L’Ufficio centrale stupefacenti del Ministero rilascia le seguenti tipologie di autorizzazioni:

  • Autorizzazione alla fabbricazione
    Le autorizzazioni alla fabbricazione sono rilasciate alle aziende chimico-farmaceutiche che producono sostanze stupefacenti per estrazione da prodotti di origine naturale (es: estrazione della morfina dall’oppio) o con processi di pura sintesi. Tale autorizzazione consente di utilizzare la sostanza in tutte le fasi concernenti la fabbricazione, anche quelle preliminari, come la sperimentazione pre-clinica e l’allestimento dei lotti pilota. Al fine del rilascio dell’autorizzazione, l’azienda deve possedere la determinazione di officina farmaceutica rilasciata dall’Agenzia Italiana del Farmaco (AIFA).

  • Autorizzazione all’impiego
    Sono rilasciate alle aziende chimico-farmaceutiche che producono medicinali utilizzando come principi attivi (farmaci) sostanze stupefacenti o psicotrope (es. morfina per produrre medicinali destinati alla somministrazione nell’uomo o nell’animale). Tale autorizzazione consente di impiegare la sostanza in tutte le fasi concernenti la produzione, anche quelle preliminari, come la sperimentazione pre-clinica e l’allestimento dei lotti pilota. Al fine del rilascio dell’autorizzazione, l’azienda deve possedere la determinazione di officina farmaceutica rilasciata dall’Agenzia Italiana del Farmaco (AIFA).
    Se l’azienda si dedica esclusivamente ad attività di ricerca, di sperimentazione o di indagini di laboratorio, non è necessaria la determinazione di officina farmaceutica, ma è sufficiente la specifica autorizzazione rilasciata dalle competenti autorità (regionali o statali) atta a dimostrare l’idoneità dei locali.

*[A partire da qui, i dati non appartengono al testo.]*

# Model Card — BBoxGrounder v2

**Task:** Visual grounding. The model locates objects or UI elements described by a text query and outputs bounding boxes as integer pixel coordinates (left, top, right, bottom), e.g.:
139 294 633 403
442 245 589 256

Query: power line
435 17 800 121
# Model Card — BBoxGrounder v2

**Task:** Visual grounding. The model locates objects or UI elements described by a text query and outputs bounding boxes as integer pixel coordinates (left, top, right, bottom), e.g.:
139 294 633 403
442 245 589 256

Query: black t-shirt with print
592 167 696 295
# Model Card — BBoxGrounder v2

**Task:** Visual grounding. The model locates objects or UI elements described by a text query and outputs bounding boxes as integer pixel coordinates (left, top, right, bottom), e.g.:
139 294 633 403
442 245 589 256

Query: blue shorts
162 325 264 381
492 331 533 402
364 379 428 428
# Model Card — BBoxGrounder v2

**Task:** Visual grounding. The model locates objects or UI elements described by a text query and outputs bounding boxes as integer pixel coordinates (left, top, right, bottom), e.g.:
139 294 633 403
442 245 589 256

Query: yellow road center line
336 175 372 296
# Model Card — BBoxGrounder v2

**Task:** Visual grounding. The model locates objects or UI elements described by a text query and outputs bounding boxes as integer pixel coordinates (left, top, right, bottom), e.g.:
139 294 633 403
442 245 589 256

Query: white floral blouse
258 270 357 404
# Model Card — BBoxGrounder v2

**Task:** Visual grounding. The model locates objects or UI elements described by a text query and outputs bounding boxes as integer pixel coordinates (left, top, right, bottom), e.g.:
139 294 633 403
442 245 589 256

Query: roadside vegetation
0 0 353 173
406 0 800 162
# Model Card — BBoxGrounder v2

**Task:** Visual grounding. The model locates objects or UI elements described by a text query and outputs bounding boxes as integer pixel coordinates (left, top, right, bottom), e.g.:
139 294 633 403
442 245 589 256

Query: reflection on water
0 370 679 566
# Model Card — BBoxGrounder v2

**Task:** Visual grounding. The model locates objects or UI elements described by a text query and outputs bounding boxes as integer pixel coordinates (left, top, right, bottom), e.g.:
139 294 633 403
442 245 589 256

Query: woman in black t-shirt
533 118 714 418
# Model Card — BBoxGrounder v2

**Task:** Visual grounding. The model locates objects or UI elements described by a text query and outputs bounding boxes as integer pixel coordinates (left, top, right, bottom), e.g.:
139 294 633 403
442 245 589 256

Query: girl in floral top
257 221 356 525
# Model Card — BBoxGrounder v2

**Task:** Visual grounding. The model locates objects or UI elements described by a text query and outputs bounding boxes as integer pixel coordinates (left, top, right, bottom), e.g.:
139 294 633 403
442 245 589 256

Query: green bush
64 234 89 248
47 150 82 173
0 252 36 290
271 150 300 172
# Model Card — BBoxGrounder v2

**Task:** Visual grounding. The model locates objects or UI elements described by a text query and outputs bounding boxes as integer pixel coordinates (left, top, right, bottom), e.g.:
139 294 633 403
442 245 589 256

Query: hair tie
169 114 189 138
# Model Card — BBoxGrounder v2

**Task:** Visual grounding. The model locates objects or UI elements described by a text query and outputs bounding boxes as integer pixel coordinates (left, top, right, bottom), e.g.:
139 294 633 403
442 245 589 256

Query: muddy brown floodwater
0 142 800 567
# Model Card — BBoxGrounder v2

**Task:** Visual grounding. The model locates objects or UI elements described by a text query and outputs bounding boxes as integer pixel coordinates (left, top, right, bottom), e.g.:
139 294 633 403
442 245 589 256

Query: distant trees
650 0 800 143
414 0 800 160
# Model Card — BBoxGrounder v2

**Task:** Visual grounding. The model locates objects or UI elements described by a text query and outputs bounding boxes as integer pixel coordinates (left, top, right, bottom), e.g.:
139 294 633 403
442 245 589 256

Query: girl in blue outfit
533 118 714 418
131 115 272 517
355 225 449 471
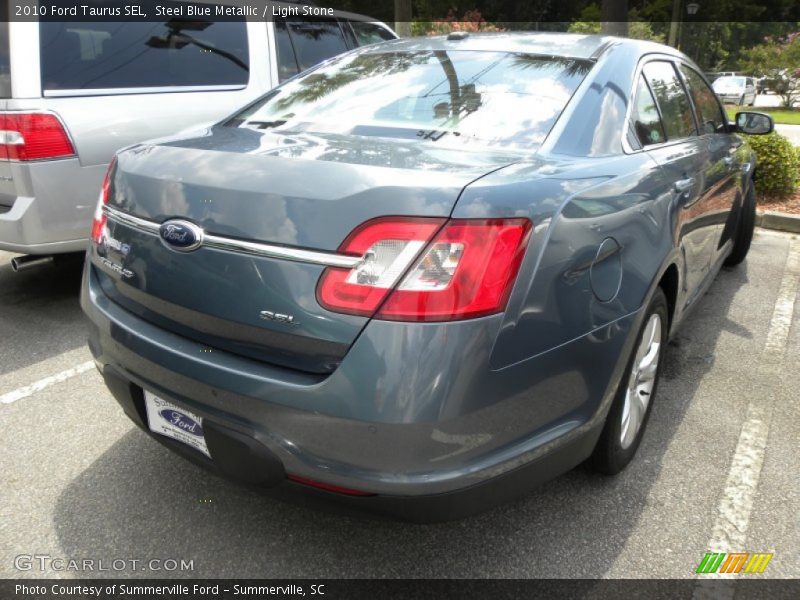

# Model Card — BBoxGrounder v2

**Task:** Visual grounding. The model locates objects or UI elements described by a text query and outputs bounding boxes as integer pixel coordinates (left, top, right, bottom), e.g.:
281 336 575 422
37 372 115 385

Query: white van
0 0 397 268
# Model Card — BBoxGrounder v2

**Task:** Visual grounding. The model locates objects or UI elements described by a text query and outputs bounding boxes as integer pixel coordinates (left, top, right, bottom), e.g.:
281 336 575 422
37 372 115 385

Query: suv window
632 76 666 146
39 19 250 90
0 19 11 98
642 61 697 140
275 19 348 81
350 21 395 46
275 19 300 81
680 65 725 133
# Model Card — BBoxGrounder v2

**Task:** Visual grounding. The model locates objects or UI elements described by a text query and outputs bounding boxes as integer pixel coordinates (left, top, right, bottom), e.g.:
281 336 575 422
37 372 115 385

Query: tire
588 287 669 475
725 181 756 267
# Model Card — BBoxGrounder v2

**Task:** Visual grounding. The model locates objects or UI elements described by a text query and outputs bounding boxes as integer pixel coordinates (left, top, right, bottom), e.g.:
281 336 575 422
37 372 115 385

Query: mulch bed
757 189 800 215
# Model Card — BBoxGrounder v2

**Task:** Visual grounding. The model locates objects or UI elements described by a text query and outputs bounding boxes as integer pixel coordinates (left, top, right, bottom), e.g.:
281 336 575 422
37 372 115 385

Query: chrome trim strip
103 206 361 269
42 85 250 98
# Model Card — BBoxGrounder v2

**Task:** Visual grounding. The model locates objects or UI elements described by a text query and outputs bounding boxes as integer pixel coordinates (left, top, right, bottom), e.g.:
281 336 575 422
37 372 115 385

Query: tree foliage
742 32 800 107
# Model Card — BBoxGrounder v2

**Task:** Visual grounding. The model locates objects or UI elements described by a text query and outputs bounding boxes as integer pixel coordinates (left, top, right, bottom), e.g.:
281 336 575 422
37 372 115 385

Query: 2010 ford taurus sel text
82 34 773 520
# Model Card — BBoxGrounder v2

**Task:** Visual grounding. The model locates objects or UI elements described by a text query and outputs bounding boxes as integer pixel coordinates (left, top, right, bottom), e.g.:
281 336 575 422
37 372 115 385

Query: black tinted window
228 47 592 148
275 21 300 81
644 61 696 140
0 19 11 98
632 77 665 146
39 19 249 90
350 21 395 46
680 65 725 133
286 20 347 71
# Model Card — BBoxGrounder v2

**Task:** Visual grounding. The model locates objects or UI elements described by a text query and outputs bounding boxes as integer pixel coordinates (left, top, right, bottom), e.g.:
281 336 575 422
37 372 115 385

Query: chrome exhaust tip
11 254 53 273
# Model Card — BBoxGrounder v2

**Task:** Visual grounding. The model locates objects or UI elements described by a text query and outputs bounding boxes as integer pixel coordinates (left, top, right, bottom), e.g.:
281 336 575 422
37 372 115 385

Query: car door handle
675 177 695 194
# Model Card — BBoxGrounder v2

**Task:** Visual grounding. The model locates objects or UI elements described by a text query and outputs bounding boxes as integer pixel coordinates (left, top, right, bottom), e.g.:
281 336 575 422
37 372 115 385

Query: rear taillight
92 156 117 244
317 214 531 321
317 217 445 316
0 112 75 161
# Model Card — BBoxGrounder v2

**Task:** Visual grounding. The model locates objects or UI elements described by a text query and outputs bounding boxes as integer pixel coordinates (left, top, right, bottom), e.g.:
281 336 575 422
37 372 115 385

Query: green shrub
746 132 800 196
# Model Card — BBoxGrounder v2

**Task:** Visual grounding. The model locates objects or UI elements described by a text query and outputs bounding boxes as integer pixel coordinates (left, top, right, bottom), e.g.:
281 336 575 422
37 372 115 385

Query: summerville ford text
15 583 325 598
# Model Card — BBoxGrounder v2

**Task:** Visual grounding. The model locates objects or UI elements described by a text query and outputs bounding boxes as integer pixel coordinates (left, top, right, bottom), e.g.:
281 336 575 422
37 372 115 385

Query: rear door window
0 19 11 98
632 76 666 146
643 61 697 141
275 19 348 75
680 65 725 133
39 19 250 91
275 19 300 81
350 21 396 46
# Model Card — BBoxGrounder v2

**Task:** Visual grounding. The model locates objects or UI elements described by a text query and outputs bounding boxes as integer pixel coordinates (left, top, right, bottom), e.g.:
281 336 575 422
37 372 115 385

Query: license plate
144 390 211 458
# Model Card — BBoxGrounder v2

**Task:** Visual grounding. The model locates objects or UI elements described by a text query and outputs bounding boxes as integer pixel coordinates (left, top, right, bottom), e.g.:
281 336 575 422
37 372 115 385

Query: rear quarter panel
454 153 676 369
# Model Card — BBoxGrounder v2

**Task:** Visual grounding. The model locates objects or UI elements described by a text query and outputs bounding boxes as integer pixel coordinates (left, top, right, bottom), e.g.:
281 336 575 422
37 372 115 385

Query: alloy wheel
620 313 662 449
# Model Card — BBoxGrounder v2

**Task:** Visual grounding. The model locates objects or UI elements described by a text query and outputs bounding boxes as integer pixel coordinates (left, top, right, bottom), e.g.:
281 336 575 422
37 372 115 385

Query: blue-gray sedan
82 34 773 520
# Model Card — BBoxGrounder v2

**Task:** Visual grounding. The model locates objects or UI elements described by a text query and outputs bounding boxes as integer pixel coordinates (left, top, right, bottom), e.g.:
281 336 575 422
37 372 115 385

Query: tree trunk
394 0 412 37
667 0 681 48
600 0 628 37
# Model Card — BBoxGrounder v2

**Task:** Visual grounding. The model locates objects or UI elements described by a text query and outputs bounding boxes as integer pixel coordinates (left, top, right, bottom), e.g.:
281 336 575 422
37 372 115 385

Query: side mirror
736 112 775 135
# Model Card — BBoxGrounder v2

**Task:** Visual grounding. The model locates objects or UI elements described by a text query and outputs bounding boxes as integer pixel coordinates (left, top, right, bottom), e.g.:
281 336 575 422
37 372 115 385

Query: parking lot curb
756 211 800 233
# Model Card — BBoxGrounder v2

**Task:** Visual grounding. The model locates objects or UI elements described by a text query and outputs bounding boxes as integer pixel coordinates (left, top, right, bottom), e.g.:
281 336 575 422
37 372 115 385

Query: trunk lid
93 126 520 373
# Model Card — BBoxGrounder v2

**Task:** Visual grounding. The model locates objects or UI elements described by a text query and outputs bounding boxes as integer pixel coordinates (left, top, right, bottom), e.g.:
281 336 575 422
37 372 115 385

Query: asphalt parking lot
0 231 800 578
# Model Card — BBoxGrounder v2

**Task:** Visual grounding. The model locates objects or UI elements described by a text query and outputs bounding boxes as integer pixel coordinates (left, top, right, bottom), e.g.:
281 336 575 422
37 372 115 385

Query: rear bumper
102 366 602 523
81 262 635 520
0 158 105 254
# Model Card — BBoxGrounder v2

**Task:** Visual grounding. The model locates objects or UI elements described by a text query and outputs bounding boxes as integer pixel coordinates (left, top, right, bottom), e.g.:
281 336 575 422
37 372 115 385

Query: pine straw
758 188 800 215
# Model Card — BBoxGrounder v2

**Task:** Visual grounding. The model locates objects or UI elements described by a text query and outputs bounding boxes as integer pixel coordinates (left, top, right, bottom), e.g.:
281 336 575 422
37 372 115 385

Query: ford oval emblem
158 408 203 437
158 219 203 252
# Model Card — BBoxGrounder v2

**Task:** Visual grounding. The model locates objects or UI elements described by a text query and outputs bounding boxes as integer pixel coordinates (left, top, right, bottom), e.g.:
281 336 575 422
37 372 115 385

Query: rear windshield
39 19 250 91
227 50 592 148
0 19 11 98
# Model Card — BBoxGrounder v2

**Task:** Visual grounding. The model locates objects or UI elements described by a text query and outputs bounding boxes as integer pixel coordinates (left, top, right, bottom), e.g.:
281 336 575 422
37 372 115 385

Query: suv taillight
317 217 531 321
0 112 75 161
92 156 117 244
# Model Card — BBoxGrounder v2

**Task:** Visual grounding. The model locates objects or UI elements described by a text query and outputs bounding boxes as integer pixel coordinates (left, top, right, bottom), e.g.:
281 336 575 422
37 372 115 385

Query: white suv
0 0 397 267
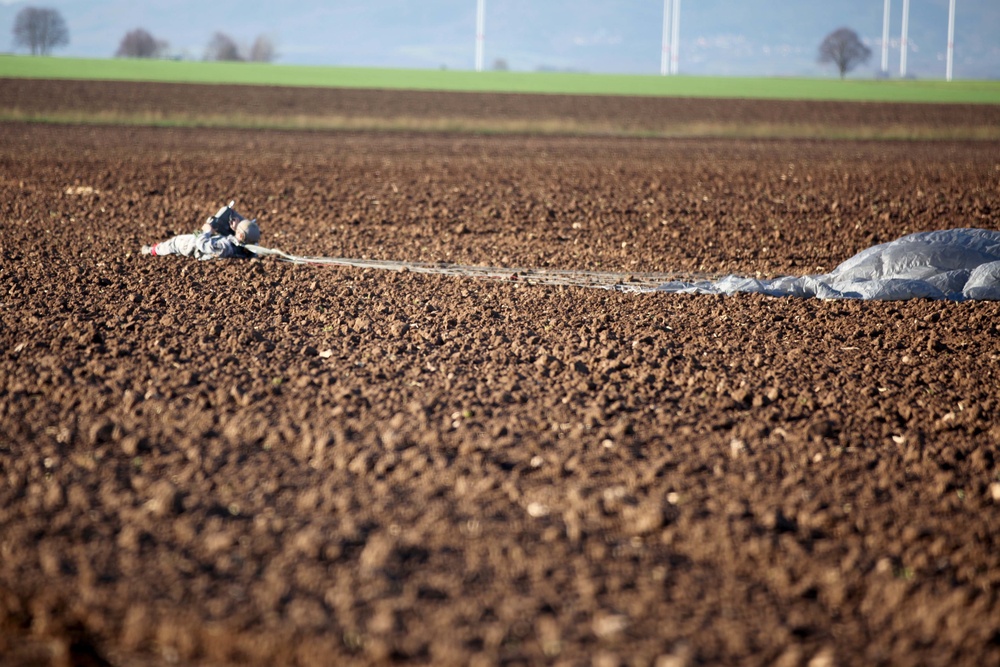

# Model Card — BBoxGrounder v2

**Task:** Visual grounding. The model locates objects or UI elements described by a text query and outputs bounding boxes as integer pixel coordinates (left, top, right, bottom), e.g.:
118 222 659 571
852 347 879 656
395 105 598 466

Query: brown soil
0 79 1000 136
0 91 1000 665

  • Autorizzazione al commercio
    Le autorizzazioni al commercio sono rilasciate ai depositari o ai grossisti di medicinali che commerciano all’ingrosso medicinali a base di sostanze stupefacenti o psicotrope. Tale autorizzazione consente operazioni commerciali in ambito nazionale, comunitario ed extracomunitario. Autorizzazioni al commercio sono rilasciate anche ad aziende che pur essendo titolari di registrazioni di specialità medicinali o prodotti equivalenti, non vengono in contatto fisico con la merce, ma effettuano commercio all’ingrosso utilizzando depositi o grossisti già autorizzati.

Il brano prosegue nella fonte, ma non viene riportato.